SİNİR ağlarının geleneksel bilgisayar programlama teknikleriyle veriler arasında bir dizin oluşturarak ortaya sonuçlar çıkarması yeni değil. Ancak bu tekniklerin insanların yüz, davranış ve konuşma şekillerini doğru anlamlandırarak yorumlaması, bir makine öğrenmesi yöntemi olan sinir ağlarının geldiği noktayı güzel bir şekilde ortaya koyuyor. Yapay zeka uzmanları, algoritmaları insanların duygularını anlamak üzere eğiterek, bu duygu analizini bazen bir cinayetin önüne geçmek, bazen alışveriş eğilimlerini tespit etmek, bazense bir kişinin depresyonda olup olmadığını anlamak için kullanıyor. Son olarak Çin Bilim ve Teknoloji Üniversitesi tarafından yayımlanan bir makalede, imanların konuşma şekillerine ve yüz kaslarını duygu hallerini göstermek için nasıl kullandıklarına bakarak şu kanıya varılmış:
“Otomatik duygu tanıma duygunun tam olarak içeriği ve birden fazla ifade etme biçimi bakımından zor bir görev.

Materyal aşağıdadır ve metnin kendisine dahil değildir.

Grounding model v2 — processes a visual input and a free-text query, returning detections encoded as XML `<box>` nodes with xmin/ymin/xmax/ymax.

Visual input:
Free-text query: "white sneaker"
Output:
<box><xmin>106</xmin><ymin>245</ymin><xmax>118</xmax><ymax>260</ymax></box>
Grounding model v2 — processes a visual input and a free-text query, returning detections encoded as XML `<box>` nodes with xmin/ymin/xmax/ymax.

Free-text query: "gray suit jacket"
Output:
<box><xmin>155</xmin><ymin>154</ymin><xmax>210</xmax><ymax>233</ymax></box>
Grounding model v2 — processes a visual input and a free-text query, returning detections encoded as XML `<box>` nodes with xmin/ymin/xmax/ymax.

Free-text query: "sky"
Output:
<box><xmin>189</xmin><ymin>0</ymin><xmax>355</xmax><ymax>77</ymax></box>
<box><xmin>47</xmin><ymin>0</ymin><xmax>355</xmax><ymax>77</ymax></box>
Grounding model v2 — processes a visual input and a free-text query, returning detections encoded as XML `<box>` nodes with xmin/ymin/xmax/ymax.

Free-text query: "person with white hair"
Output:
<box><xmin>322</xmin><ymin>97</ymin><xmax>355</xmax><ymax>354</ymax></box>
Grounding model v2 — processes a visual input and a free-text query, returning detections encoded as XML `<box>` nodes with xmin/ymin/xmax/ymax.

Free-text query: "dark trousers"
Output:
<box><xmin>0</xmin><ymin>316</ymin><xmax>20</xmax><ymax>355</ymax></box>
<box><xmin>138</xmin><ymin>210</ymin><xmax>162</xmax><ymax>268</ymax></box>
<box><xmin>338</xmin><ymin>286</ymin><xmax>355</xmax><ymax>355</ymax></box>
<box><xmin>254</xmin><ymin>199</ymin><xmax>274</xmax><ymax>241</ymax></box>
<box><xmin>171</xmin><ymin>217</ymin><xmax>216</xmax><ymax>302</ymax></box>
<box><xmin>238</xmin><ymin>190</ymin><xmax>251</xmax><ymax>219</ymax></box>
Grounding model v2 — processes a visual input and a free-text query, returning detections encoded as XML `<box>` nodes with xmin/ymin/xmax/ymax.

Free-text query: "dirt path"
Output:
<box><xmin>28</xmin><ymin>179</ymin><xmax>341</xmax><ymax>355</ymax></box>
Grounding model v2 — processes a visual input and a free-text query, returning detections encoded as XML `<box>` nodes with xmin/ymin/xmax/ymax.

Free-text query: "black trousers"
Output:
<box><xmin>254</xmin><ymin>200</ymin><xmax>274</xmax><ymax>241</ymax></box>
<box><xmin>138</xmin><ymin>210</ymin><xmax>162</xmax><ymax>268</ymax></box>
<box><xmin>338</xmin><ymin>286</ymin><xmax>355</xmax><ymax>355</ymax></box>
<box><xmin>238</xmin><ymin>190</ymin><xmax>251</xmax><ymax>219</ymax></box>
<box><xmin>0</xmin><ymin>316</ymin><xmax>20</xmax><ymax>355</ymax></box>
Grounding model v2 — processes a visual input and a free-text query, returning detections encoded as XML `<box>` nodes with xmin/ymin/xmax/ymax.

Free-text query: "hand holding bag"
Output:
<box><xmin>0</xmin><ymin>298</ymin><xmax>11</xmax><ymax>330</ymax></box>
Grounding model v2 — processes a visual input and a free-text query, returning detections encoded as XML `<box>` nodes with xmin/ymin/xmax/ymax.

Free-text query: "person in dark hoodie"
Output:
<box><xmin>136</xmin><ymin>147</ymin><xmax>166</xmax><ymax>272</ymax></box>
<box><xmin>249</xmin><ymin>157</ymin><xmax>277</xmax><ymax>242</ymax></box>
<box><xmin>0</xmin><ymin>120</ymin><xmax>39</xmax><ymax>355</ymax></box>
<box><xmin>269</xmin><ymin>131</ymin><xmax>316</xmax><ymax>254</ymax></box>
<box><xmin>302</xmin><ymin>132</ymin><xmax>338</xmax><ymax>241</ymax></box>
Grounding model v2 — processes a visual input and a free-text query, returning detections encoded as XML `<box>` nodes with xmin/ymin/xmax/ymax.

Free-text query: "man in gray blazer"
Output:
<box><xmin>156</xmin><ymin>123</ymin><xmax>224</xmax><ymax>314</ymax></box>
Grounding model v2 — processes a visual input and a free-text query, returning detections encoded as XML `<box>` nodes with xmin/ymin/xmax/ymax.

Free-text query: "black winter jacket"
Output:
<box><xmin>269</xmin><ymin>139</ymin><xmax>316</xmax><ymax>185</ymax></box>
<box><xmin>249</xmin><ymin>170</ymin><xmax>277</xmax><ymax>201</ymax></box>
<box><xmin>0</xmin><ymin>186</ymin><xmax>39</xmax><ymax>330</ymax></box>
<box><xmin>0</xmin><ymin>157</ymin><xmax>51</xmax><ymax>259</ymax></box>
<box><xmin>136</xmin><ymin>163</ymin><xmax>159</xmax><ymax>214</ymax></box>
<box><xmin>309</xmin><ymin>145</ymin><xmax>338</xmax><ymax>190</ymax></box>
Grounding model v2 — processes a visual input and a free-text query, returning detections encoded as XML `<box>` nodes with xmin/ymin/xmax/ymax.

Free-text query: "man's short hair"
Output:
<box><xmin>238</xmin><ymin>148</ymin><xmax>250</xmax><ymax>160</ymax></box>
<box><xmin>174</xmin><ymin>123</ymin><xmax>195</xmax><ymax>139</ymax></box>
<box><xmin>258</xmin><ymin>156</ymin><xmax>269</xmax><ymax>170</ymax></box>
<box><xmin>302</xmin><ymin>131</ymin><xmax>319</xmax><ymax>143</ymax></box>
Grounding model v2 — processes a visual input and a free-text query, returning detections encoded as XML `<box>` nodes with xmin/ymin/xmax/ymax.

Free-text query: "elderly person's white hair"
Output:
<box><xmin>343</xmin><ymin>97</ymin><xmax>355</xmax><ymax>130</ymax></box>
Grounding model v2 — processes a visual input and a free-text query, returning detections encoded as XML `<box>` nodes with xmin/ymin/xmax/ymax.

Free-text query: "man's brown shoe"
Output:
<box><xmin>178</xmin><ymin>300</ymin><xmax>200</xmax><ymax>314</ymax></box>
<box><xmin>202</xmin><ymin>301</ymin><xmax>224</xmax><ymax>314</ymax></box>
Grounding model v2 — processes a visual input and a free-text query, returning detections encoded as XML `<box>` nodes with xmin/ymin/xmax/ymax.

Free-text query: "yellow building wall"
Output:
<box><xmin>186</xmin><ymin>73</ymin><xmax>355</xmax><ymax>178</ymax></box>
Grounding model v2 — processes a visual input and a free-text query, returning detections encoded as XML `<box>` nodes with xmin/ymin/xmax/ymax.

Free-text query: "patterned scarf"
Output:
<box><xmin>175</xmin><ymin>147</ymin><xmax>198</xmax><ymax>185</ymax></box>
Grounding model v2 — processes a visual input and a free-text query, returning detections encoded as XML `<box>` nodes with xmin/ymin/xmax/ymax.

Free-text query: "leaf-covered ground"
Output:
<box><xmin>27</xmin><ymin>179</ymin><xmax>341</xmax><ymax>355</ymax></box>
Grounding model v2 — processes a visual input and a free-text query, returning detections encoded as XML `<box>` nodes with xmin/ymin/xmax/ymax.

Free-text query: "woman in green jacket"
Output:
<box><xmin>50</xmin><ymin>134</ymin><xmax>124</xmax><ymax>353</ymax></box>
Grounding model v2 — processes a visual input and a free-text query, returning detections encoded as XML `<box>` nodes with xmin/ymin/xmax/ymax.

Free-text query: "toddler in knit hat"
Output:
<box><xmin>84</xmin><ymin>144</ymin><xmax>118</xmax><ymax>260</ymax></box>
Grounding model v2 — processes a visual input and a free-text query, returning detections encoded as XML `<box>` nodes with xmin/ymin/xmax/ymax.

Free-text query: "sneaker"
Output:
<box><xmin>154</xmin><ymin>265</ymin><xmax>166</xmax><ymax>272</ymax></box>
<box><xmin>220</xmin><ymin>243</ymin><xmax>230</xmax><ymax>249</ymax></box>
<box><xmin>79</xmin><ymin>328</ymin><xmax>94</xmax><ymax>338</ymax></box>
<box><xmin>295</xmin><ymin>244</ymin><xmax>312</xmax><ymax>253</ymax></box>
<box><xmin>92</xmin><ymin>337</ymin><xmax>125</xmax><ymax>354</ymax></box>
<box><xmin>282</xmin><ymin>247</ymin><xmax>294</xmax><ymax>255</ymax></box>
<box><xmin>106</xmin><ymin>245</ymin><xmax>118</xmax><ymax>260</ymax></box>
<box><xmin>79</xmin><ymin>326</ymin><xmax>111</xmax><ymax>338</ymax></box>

Ancak insanlardaki bu bilişsel süreçten esinlenen otomatik duygu tanımadaki görsel ve işitsel bilgiler, doğal olarak anında kullanılarak, bu nöral ağdaki hat tamamlanabilir.”
“DEPRESYONDA OLABİLİRSİN”
Bu makaleyle paralel olarak gerçekleştirilen bir duygu analizinin testindeyse, AFEW 8.0 veri tabanından yararlanılarak 653 görsel ve görsellerin işitsel kayıdı incelenmiş. Algoritmalar mutlu, bıkkın, korkmuş, sinirli, üzgün ve şaşırmış duygularını yaklaşık yüzde 62.48 başarı oranıyla doğru tahmin etmiş. Daha karakteristik ifadeleri olan sinirli, mutlu ve nötr duygularını tespit etmekte daha başarıh olmuş. Bıkkın ve şaşkın gibi daha ince farkı olan ifadeleri tespit etmekteyse zorlanmış.
Geçen yıl MIT’den (Massachusetts Teknoloji Enstitüsü) üç araştırmacı Tuka Alhanai, Mohammad Ghassemi ve James Glass, insanlarla gerçekleştirilen klinik görüşmelerde depresyonu tespit edebilen bir sinir ağ yöntemi geliştirerek sesli ve yazılı cevaplarda depresyonun izlerini sürmüştü. Uzmanlar, bir insan tarafından kontrol edilen sanal asistanlar tarafından sorulan soruları 142 kişiye yöneltmiş, cevapların bazıları sesli, bazılarıysa yazılı olarak alınmıştı. Sanal asistan daha önce sorular hakkında bilgilendirilmemiş, kişilerse soruları istedikleri gibi cevaplamakta özgür kılınmıştı. Sonuç olarak yapay zeka kişilerin kullandıkları dildeki gizli ipuçlarını okuyarak depresyonda olup olmadıklarını öngörmeye çalışmıştı. Araştırma sonucuna göre, yapay zeka yazılı yedi, sesliyse 30 cevaptan sonra kişinin depresyonda olup olmadığı kanısına varmış, bu çıkarımların doğruluk payı ise yüzde 77 oranında açıklanmıştı.